Hacker News new | comments | ask | show | jobs | submit login
How we fine-tuned HAProxy to achieve 2M concurrent SSL connections (2017) (freecodecamp.org)
82 points by piyushgupta27 40 days ago | hide | past | web | favorite | 13 comments

I have a stupid question, there are at most 65536 ports and some are not usable. There is also a file descriptor limitation. How to have that many concurrent connections?


There are at most 65536 ports per remote IP.

TCP connections are basically identified with an (ip, port) tuple.

Also you can set the file descriptor limits to whatever you want.

To further clarify, even if you only had 1 host behind a proxy, you can create multiple listeners for that application on different ports or IP's. I do this for a few of my servers to avoid fin-wait / time-wait assassination attacks.

i.e. have apache listen on 127.0.0.* and set up ifcfg-lo-range with

Or have the server behind haproxy listen on a few hundred ports.

Aren't TCP connections more accurately identified by (srcip, srcport, dstip, dstport) tuple? This is somewhat significant as you can easily have tons of IPs in a single box.

Yes, but after the initial syn/ack, the daemon will allocate an outgoing port number for the connection. So if you have a single IP address and a burst with hundred of thousands of requests, you will run into problems..

Yes, but local port and IP are usually fixed when running a HTTP server (unless you're binding to multiple IPs on one machine).


> TCP connections are basically identified with an (ip, port) tuple.

I believe the full identifier is a quad: (source ip, source port, dest ip, dest port).

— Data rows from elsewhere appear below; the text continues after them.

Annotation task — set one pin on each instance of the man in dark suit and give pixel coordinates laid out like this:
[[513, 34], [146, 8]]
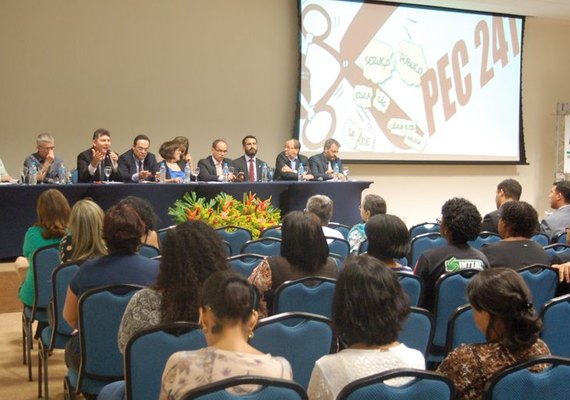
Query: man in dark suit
[[91, 163], [248, 166], [288, 162], [138, 164], [507, 190], [211, 168], [323, 164]]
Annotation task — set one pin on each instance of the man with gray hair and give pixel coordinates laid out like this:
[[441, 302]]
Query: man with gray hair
[[44, 160], [327, 165], [322, 207]]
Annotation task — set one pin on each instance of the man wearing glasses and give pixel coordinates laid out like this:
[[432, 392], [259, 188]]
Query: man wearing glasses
[[212, 167], [138, 164], [47, 164]]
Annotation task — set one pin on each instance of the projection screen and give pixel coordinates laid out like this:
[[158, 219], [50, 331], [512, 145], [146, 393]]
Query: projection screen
[[402, 83]]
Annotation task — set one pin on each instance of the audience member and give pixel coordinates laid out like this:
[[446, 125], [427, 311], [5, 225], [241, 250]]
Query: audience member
[[304, 252], [560, 201], [191, 252], [372, 204], [53, 211], [288, 162], [388, 240], [122, 231], [517, 223], [322, 207], [248, 165], [170, 151], [507, 190], [45, 161], [84, 239], [503, 311], [145, 211], [228, 317], [460, 223], [212, 167], [323, 164], [4, 175], [371, 338], [92, 162], [138, 164], [185, 158]]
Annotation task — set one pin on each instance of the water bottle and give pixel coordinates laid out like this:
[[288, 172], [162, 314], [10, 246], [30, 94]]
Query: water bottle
[[62, 174], [187, 173], [264, 173], [161, 174], [336, 172], [33, 175], [225, 173]]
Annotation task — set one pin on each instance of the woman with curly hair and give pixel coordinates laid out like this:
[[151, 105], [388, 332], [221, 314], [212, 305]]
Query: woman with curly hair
[[460, 223], [369, 311], [503, 311], [517, 224], [191, 252], [53, 211]]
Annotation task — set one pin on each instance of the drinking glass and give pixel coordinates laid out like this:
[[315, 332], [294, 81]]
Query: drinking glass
[[195, 173], [108, 172]]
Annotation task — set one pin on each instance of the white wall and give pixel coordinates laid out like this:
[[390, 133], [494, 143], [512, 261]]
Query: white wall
[[218, 68]]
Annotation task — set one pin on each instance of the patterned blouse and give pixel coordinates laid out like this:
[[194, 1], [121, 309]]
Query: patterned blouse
[[470, 366], [187, 370]]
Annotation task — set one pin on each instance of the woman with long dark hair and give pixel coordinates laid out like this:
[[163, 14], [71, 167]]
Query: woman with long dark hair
[[503, 311]]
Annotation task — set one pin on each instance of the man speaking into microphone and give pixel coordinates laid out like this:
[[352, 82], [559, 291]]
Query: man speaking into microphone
[[91, 163]]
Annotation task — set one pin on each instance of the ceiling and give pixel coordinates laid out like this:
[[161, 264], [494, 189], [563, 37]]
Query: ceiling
[[555, 9]]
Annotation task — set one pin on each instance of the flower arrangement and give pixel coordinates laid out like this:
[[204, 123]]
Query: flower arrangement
[[251, 213]]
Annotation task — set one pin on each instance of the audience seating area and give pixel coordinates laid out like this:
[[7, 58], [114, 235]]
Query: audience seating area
[[299, 329]]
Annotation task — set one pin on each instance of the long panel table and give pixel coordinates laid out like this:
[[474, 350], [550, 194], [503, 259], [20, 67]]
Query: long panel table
[[18, 202]]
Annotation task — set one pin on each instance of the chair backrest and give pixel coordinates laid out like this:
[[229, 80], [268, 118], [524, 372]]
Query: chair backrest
[[363, 248], [518, 382], [162, 233], [461, 329], [342, 228], [271, 388], [555, 319], [484, 238], [423, 385], [560, 237], [100, 313], [423, 242], [60, 278], [266, 246], [560, 250], [339, 246], [424, 227], [272, 231], [413, 286], [542, 281], [301, 338], [149, 251], [148, 350], [297, 295], [245, 263], [45, 260], [541, 238], [417, 331], [450, 293], [236, 236]]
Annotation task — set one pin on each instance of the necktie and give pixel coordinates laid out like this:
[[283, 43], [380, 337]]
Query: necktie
[[251, 170]]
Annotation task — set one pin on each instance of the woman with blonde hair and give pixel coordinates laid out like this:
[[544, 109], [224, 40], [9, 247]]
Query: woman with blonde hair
[[84, 239], [53, 214]]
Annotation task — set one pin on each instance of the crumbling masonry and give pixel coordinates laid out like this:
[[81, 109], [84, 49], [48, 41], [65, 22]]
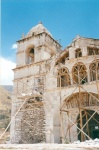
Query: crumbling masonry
[[56, 92]]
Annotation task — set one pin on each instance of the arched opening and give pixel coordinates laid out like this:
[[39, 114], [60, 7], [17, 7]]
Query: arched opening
[[91, 128], [78, 53], [30, 55], [77, 110], [63, 79], [79, 73], [93, 51], [94, 70], [32, 122]]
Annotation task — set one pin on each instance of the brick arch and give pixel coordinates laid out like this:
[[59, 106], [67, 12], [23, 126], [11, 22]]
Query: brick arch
[[30, 53], [63, 78], [94, 70], [79, 73], [70, 95]]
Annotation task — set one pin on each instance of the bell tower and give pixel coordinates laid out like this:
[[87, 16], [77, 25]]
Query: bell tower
[[36, 46]]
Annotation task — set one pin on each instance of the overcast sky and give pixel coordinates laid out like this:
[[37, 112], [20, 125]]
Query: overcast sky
[[63, 18]]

Also note that DNS will load balance the IP presented. For instance 'dig'ing yahoo.com gives me the following:

  yahoo.com.		92	IN	A
  yahoo.com.		92	IN	A
  yahoo.com.		92	IN	A
  yahoo.com.		92	IN	A
  yahoo.com.		92	IN	A
  yahoo.com.		92	IN	A
So you can now multiple the quad by the number of public IPs you load up into your DNS record.

> Also you can set the file descriptor limits to whatever you want.

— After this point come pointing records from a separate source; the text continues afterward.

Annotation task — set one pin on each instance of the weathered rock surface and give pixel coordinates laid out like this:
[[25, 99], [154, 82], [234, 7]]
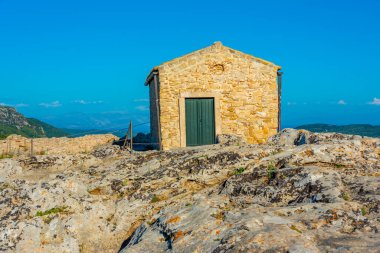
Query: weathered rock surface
[[300, 192]]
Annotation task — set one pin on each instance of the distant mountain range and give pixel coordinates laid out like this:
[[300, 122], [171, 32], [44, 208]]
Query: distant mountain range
[[13, 122], [356, 129]]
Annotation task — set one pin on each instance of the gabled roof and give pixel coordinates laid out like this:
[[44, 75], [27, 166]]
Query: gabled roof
[[217, 45]]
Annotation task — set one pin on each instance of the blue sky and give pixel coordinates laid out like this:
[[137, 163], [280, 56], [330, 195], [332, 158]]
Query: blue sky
[[83, 64]]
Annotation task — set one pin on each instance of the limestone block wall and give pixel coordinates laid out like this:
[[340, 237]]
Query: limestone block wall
[[246, 88], [19, 145]]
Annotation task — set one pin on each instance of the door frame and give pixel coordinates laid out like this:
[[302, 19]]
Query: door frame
[[182, 112]]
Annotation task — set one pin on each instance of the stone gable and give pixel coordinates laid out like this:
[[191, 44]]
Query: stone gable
[[244, 88]]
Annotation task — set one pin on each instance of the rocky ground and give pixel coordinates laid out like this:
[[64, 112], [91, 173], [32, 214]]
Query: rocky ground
[[300, 192]]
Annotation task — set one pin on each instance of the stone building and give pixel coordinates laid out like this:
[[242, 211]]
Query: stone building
[[212, 91]]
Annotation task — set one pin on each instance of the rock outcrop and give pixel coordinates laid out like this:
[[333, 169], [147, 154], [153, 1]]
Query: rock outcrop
[[300, 192]]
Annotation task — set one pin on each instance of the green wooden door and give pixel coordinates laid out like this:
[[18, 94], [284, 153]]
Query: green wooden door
[[200, 121]]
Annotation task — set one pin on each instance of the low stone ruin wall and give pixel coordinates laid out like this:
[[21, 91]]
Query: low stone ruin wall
[[19, 145]]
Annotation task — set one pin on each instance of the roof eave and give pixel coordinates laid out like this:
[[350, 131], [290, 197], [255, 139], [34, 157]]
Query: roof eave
[[152, 73]]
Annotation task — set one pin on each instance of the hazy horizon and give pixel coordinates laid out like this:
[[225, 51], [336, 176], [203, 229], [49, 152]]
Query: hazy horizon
[[83, 65]]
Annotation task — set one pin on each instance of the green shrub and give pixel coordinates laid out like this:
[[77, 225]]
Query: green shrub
[[3, 156], [154, 199]]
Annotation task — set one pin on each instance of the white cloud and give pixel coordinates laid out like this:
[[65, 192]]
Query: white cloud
[[84, 102], [53, 104], [141, 100], [21, 105], [142, 108], [375, 101], [16, 105], [342, 102]]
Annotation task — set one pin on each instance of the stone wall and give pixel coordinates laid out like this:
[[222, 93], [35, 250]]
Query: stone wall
[[19, 145], [246, 87]]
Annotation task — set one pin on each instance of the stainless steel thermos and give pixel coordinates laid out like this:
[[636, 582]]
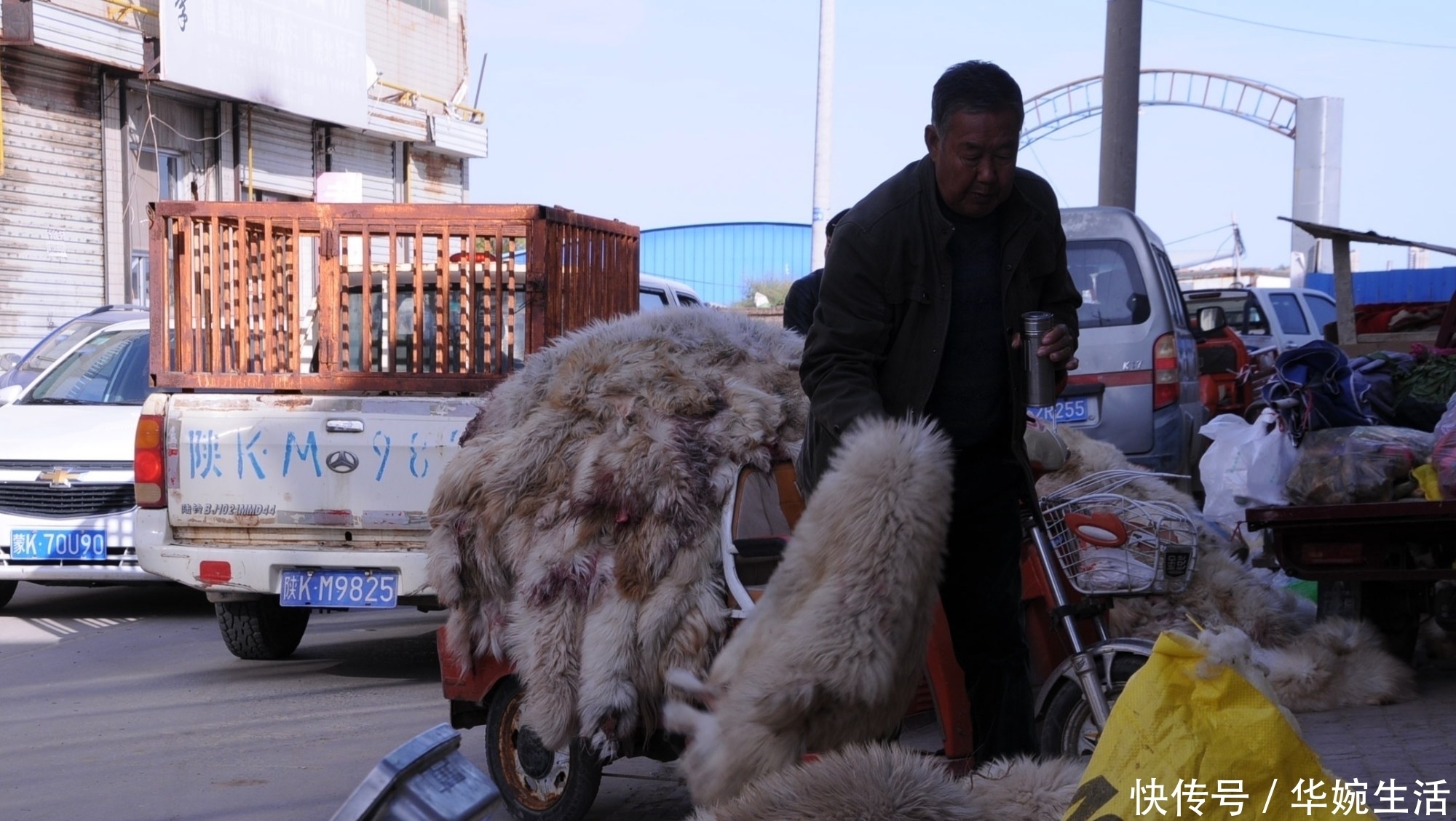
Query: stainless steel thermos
[[1042, 379]]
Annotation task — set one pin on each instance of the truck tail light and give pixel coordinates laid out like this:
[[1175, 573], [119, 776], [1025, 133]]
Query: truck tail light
[[1167, 385], [149, 464]]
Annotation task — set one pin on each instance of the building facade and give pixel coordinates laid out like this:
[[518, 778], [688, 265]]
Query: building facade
[[110, 106], [721, 260]]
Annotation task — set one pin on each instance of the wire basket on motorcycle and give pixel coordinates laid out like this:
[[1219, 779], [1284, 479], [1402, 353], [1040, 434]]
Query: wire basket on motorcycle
[[1110, 544]]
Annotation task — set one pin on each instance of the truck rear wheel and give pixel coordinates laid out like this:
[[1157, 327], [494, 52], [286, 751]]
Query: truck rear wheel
[[537, 784], [263, 630]]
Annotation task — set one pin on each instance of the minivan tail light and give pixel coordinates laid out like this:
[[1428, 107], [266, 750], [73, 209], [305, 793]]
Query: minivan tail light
[[1167, 386], [149, 464]]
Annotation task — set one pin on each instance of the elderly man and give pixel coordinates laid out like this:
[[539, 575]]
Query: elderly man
[[919, 314]]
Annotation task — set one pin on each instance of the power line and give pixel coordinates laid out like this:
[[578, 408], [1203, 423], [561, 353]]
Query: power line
[[1202, 235], [1307, 31]]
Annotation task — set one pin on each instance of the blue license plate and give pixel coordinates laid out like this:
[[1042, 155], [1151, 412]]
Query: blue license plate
[[52, 545], [1065, 411], [340, 589]]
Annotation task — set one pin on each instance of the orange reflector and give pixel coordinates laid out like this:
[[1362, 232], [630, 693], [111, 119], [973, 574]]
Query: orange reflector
[[215, 573]]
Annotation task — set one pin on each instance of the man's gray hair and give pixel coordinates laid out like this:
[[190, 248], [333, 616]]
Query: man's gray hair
[[975, 87]]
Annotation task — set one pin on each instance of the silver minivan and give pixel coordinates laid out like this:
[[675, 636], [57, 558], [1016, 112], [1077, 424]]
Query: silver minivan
[[1138, 382]]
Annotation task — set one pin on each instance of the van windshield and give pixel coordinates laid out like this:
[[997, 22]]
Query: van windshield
[[108, 369], [1112, 283]]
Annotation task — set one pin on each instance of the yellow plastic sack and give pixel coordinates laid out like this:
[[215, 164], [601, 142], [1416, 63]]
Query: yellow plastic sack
[[1177, 740], [1431, 483]]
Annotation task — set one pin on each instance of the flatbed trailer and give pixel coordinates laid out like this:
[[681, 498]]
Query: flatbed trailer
[[1377, 561]]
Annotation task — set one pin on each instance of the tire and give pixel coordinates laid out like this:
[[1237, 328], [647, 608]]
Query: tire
[[263, 630], [537, 784], [1067, 727]]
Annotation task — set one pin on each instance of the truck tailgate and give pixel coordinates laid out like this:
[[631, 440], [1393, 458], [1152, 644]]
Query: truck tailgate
[[283, 462]]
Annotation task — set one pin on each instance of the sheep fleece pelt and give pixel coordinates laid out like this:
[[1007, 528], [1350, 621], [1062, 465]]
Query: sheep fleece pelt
[[832, 653], [880, 782], [577, 534]]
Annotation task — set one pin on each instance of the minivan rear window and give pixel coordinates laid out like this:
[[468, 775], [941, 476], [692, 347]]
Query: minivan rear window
[[1112, 283]]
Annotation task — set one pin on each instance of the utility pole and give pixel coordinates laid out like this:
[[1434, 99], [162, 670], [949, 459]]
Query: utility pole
[[1122, 62], [823, 119]]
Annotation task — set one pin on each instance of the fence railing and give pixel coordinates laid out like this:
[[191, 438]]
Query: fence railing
[[301, 296]]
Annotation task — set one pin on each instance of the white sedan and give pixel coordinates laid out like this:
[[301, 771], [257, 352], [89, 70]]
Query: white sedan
[[66, 451]]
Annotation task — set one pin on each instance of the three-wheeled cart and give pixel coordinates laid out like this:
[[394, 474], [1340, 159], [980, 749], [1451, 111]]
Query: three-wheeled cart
[[1377, 561]]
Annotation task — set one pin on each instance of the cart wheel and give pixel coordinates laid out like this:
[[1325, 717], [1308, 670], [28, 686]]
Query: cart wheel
[[538, 784], [1068, 727]]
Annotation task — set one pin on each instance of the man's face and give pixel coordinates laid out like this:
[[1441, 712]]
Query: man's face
[[975, 159]]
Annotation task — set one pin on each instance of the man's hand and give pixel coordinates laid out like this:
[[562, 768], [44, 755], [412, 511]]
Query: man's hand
[[1056, 344]]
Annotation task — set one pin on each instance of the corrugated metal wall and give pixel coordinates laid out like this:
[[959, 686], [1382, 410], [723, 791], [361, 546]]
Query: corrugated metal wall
[[436, 178], [371, 156], [52, 239], [405, 44], [720, 260], [282, 159]]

Isn't limited by the amount of memory?

One quibble I would make with the article is that you are not actually limited to ~65k connections from a client. It is only ~65k per IP address on the client (given that they're all talking to a single remote port)

You can add NICs or virtual IPs and bind your client instances to specific IP addresses instead of INADDR_ANY.

It is addressed in the previous article of the serie.

hot damn!

I really appreciate the walk through of the apache bench (ab) results and learning process even though it didn't get them to their objective - I've been thinking about using ab myself, and these are great things to know.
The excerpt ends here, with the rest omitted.